Ce matin, le bilan provisoire côté israélien est de 700 morts et de plus de 2000 blessés, auxquels il faut ajouter une centaine de personnes prises en otage par le Hamas. Quelle a été, François Hollande, votre réaction samedi matin en apprenant cette attaque et son ampleur ? La surprise, la stupeur, la colère ?
Bon, tout à la fois, mais ce n'était pas la première fois qu'il y avait des attaques qui partaient de Gaza. On en a connu un certain nombre, et lorsque j'étais moi-même aux responsabilités de notre pays, j'ai eu à en connaître deux fois. Mais là, on n'est plus sur simplement, c'était déjà beaucoup, des roquettes qui étaient lancées et une réplique israélienne. Là, on est sur une opération terroriste qui ouvre une guerre, parce que c'est la guerre.
C'est-à-dire, quand vous utilisez autant de moyens, autant de sophistication, et quand vous voulez faire autant de morts, de morts civiles, que vous prenez des otages, il y a là une opération terroriste, c'est vrai, menée par un groupe islamiste, le Hamas, qu'on connaît, mais il y a la volonté de faire la guerre.

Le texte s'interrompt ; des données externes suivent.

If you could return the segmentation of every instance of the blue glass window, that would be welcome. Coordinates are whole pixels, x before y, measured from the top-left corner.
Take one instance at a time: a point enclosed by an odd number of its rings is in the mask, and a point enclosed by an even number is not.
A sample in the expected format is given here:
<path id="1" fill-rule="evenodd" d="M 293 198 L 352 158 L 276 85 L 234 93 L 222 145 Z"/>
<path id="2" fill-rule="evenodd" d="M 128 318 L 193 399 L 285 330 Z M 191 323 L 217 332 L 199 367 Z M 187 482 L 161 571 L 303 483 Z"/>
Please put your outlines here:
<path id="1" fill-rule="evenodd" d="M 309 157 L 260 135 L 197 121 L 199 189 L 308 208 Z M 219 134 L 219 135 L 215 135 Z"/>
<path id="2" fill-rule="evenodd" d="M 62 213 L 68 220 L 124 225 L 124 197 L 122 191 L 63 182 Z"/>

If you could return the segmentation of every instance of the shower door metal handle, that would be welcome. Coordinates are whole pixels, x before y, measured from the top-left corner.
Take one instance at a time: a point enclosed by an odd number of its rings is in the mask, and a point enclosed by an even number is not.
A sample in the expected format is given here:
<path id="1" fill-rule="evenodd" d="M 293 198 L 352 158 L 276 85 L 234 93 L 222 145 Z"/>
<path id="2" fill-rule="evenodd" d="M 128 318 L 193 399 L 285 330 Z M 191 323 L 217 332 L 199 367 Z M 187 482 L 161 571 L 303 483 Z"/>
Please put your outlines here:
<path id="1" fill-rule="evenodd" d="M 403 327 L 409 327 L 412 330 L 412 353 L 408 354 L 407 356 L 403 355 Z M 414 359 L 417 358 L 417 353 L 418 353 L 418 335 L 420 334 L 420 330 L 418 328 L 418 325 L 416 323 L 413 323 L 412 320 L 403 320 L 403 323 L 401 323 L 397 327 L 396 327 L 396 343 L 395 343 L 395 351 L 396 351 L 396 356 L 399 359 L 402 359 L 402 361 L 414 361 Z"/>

Et toute la responsabilité aujourd'hui de la communauté internationale, c'est à la fois d'apporter son soutien à Israël, parce que c'est sa sécurité qui est en cause, mais aussi d'éviter que la guerre puisse se répandre dans la région.
Mais comment pouvoir l'éviter, quand Benjamin Netanyahou dit hier aux Israéliens, il va falloir vous préparer à une guerre qui va être longue, une guerre qui va être difficile. Comment voulez-vous qu'il n'y ait pas de guerre ? Comment voulez-vous que la communauté internationale, une fois qu'on a dit qu'il faut que la communauté internationale empêche, après ce qui s'est passé, comment voulez-vous éviter un conflit ouvert ?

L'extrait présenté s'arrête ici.